An interesting comparison is the replacement of Stephane Dion with Michael Ignatieff. This was essentially a caucus decision, although backed by the party structure. Nevertheless, the decision was required to be validated by party members at the following convention.
Thanks Robin. I'd only suggest that the caucus itself is the "formal mechanism"; it may make what rules it chooses to guide the process, but it already has the authority if it chooses to use it. Or not to use it, as when the Liberal caucus allowed final authority over the Dion/Ignatieff switch to be retained by the party apparatus and the self-appointed convention.

Thursday, August 12, 2010

Representative democracy and popular protest in BC and Australia

British Columbia politicians brought in laws to enable mass petitioning to produce reviews of legislation in 1995, and now they will have to live with it. It has now been certified that the anti-HST petition has enough signatures to require a legislative review. Should the review not satisfy the petitioners, recall petitions also become possible.

The Campbell government is now reaping what it sowed, both by its support for direct democracy measures and by the dishonesty of its campaign promises on the HST issue. But representative "government by discussion" is generally superior to the typically demogogic, hyperbolic mass frenzy of petitioning and referenda, and the fact that the petition success seems to have restored to influence the corrupt and incompetent ex-premier William Vander Zalm underlines the problems with direct "democracy."

That same preference for genuinely representative democracy made me approve of the abrupt removal of Australian prime minister Kevin Rudd last June when he lost the support of his parliamentary caucus. Leaders ought to be accountable -- and to whom better than the elected representatives of the people. Wish we had that process here.

But maybe Australians don't altogether agree. New PM Julia Gillard has been sliding in the polls during the leadup to the August 21 election, and disapproval of the "ruthlessness" with which Rudd was removed seems to have been a factor. 'Course rising unemployment and other economic problems might be behind it too. (Update, August 16: that Ms Gillard is an ambitious unmarried woman -- could that also be a factor, d'you think, mate?)

Auz uses a preferential vote system. Since most of the minor parties are on the progressive side, it's possible Gillard's Labor will lose in the first-preference counting but catch up when second choices of minor-party supporters are tallied up. That should be heaven for most electoral reform wonks; one wonders how the Australian voters will feel if the "losers" win.

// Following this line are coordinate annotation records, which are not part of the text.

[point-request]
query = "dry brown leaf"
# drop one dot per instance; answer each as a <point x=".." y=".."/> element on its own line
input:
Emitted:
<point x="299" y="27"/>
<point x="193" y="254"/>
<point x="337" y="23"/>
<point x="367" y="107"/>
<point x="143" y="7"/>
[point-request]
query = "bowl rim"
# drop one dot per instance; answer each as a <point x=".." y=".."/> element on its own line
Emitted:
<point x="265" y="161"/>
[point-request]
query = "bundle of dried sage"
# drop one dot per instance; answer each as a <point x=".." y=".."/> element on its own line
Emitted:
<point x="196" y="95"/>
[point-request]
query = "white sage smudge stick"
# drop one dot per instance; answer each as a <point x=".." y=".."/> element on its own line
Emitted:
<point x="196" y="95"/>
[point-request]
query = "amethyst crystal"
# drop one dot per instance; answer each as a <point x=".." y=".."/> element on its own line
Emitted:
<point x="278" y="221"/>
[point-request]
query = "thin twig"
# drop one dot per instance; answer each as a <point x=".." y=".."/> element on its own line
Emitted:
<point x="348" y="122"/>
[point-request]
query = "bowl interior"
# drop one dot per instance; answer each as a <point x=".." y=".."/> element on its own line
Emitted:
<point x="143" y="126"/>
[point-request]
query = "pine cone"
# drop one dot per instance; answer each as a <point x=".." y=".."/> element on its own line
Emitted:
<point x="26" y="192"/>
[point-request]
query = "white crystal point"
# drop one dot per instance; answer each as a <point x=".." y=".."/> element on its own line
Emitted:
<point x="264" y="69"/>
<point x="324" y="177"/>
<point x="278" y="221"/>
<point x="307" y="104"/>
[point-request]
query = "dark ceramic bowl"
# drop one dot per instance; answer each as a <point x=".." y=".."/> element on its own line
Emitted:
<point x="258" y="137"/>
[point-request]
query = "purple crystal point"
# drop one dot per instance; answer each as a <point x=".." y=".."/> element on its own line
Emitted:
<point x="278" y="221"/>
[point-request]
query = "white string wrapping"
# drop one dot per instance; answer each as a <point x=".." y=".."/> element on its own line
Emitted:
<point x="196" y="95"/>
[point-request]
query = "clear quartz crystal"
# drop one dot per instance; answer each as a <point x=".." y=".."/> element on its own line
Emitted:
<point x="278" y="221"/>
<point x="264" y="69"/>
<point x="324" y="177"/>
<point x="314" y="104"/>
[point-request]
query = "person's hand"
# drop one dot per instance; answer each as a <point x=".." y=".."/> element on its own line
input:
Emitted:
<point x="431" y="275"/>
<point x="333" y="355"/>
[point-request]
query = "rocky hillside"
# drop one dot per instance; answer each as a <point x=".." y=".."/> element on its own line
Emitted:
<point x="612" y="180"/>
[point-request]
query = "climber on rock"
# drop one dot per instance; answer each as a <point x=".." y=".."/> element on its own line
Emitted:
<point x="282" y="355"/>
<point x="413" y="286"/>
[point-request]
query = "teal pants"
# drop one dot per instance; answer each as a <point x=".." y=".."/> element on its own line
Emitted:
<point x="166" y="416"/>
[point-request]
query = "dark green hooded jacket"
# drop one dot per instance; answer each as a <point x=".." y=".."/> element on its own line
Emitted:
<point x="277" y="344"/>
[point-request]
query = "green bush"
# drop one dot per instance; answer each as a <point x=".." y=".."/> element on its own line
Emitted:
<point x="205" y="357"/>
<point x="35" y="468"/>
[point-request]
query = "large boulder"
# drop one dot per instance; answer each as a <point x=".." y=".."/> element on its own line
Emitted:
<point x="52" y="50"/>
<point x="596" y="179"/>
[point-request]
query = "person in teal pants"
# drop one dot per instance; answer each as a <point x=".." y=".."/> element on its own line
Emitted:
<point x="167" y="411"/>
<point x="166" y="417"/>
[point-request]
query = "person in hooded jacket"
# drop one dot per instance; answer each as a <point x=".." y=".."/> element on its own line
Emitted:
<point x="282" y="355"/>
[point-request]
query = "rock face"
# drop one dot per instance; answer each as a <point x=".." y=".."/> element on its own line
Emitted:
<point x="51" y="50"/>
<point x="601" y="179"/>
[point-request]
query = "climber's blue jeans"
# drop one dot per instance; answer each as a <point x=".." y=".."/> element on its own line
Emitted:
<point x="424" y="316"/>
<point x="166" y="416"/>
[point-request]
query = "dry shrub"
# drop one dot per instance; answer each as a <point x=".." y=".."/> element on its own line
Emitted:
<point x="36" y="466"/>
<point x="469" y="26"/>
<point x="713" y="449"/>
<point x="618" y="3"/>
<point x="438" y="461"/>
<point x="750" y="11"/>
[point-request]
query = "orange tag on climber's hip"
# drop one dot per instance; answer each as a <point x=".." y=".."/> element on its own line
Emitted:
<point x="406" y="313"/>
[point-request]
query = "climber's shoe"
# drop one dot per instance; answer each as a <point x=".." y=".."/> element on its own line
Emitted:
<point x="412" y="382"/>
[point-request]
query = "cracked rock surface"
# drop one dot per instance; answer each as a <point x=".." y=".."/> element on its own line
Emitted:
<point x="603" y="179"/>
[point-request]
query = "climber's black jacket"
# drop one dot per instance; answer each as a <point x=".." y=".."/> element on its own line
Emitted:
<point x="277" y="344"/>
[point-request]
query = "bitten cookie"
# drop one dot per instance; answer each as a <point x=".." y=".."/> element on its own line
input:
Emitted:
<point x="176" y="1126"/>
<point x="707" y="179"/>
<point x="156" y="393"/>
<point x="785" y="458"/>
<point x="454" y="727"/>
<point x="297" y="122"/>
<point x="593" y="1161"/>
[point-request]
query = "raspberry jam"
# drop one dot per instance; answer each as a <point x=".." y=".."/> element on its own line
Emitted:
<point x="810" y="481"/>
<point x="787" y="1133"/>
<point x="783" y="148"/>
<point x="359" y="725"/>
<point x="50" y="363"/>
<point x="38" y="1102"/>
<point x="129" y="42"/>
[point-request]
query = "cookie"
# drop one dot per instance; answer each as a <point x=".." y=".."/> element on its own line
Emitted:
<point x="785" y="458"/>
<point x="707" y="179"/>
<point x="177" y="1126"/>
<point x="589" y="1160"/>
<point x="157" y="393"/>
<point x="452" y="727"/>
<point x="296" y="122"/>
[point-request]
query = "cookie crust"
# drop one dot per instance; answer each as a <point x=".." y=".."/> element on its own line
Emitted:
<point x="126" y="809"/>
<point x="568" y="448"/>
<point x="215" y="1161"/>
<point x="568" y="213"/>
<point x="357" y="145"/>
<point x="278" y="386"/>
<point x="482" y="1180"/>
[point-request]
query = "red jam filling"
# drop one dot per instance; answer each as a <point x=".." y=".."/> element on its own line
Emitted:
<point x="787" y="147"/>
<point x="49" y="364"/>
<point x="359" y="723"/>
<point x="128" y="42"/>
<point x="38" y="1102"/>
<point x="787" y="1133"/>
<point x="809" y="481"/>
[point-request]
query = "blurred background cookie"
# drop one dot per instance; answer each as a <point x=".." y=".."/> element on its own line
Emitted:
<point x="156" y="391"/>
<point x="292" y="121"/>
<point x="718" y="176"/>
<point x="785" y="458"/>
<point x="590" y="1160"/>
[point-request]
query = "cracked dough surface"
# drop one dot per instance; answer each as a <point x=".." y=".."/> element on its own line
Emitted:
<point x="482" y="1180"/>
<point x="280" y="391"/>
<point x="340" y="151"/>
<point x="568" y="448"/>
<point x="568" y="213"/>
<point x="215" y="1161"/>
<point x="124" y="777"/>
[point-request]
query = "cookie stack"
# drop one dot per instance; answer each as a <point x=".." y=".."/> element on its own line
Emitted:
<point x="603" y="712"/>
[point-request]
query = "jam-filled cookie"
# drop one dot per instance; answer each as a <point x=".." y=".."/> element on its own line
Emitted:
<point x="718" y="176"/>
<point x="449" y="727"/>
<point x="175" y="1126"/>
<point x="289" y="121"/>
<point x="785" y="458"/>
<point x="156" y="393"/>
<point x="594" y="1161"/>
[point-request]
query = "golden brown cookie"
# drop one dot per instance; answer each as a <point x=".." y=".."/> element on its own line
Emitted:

The Australian Senate (elected, powerful, and severely gerrymandered in favour of the smaller states -- much like the US Senate) is filled by a form of proportional representation, which means it will probably be filled with "unrepresentative swill" (the memorable description of ex-PM Paul Keating) and will oppose whatever government is supported by the lower house. Coverage from The Australian here, Sydney Morning Herald here. Curiously neither seems much taken with the horse-race "who's ahead in the polls" coverage that dominated Canadian media coverage of Canadian elections.

Update, August 13: Stephen MacLean draws our attention to a G&M online debate on BC's recall/initiative laws.

Update, August 20:  For anyone trolling this far back, the blog called Crooked Timber has some interesting material on the Auz election here -- don't miss the comments.